Event Log was Cleared.kql

The query is looking for failed login attempts on Windows systems within the last 7 days. It filters the results to only include events with an EventId of 4625, which typically indicates a failed login attempt. This query is useful for security analysis and detecting potential breaches.

Failed User Account Login.kql

This query is looking for security-related processes in a system log. It filters the log based on the process name, looking for any processes that contain the words 'Defender', 'Sense', or 'Security'. The purpose is to identify these processes for further analysis or monitoring.

Find All System Processes Related to Defender, Sense or Security.kql

This query is designed to find devices where BitLocker encryption is not turned on for the C: drive. It looks at a table called `EncryptableVolume` and filters for entries where the drive letter is "C:" and the protection status is not "PROTECTED." The query then displays the device name, drive letter, protection status, encryption method, and the percentage of the drive that is encrypted.

Find Devices with BitLocker Not Enabled.kql

This query is designed to find devices that have multiple physical disks. Here's a simple breakdown of what it does:

1. **Data Source**: It starts with a table or dataset called `DiskDrive`, which contains information about physical disks on various devices.

2. **Summarize**: It groups the data by each device and counts the number of physical disks associated with each device. This is done using the `summarize` function, which creates a new column called `DiskCount` that holds the count of disks for each device.

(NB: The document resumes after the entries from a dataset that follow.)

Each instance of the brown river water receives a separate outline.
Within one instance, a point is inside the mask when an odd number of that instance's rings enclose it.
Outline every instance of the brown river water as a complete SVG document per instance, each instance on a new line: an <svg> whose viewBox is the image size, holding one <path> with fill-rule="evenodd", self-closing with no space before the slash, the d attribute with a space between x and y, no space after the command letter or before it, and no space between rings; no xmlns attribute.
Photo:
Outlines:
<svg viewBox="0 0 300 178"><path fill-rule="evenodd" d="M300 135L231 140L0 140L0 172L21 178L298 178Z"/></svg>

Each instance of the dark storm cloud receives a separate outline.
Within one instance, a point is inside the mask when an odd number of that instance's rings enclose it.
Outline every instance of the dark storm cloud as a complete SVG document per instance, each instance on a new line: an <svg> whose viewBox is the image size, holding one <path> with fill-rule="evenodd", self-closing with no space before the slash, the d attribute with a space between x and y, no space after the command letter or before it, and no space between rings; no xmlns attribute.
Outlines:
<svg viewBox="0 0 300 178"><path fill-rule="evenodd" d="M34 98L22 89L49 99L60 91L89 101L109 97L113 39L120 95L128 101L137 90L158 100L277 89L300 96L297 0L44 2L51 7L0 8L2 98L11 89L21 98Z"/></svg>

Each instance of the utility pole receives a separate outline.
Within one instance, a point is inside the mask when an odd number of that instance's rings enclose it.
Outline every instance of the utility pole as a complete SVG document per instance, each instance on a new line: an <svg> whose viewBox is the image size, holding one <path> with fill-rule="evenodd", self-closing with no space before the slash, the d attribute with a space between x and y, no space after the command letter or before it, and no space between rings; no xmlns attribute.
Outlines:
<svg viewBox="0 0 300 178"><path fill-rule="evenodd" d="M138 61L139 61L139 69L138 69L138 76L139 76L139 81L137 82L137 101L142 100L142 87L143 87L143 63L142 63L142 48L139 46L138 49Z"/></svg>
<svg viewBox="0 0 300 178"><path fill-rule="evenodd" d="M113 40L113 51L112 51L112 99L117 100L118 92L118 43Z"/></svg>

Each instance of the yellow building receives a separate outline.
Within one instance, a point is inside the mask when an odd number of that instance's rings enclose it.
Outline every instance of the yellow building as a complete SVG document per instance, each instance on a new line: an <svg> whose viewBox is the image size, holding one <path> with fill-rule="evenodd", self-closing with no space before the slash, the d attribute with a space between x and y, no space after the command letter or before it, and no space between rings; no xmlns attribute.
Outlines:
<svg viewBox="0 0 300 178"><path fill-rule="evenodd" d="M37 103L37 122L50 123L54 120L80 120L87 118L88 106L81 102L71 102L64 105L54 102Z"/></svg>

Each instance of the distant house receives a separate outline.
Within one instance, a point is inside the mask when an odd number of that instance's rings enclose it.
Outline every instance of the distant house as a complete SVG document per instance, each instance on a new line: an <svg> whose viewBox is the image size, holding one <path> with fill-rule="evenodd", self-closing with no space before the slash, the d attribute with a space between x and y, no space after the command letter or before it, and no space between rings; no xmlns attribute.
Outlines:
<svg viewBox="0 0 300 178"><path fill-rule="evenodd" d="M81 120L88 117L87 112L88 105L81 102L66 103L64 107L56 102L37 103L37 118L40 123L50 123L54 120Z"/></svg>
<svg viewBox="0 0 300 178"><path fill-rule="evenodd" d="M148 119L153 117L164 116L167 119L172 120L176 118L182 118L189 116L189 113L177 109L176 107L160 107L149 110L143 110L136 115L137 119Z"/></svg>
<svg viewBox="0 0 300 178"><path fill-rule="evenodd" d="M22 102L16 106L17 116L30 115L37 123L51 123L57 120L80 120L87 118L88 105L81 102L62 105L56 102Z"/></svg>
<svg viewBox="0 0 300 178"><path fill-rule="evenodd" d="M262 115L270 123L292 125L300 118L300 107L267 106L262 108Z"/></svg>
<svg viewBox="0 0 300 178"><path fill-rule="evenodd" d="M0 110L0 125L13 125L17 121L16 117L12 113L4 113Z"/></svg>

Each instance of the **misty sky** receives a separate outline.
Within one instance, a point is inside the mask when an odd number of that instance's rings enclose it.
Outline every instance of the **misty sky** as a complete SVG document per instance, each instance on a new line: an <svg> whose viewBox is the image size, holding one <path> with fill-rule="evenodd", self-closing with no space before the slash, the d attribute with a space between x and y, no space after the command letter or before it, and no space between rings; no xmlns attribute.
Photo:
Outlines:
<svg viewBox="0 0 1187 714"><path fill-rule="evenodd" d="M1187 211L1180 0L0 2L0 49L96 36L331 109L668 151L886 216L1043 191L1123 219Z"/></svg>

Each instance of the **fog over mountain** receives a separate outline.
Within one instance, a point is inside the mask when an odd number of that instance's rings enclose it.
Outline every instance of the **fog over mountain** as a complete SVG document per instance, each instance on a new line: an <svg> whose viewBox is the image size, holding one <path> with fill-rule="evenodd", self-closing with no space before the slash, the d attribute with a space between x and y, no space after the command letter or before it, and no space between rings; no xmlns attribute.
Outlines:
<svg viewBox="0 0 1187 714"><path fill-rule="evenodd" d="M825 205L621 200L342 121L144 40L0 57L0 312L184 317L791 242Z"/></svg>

3. **Filter**: It then filters the results to only include devices that have more than one disk. This is achieved with the `where` clause, which specifies that only devices with a `DiskCount` greater than 1 should be included in the final output.

In summary, the query lists all devices that have more than one physical disk attached to them.

Find Devices with Multiple Physical Disks.kql

This query is used to display all the details about the physical disks in a system.

Find Disk Information.kql

The query is looking for Windows drivers that do not have an associated INF file in the system's database.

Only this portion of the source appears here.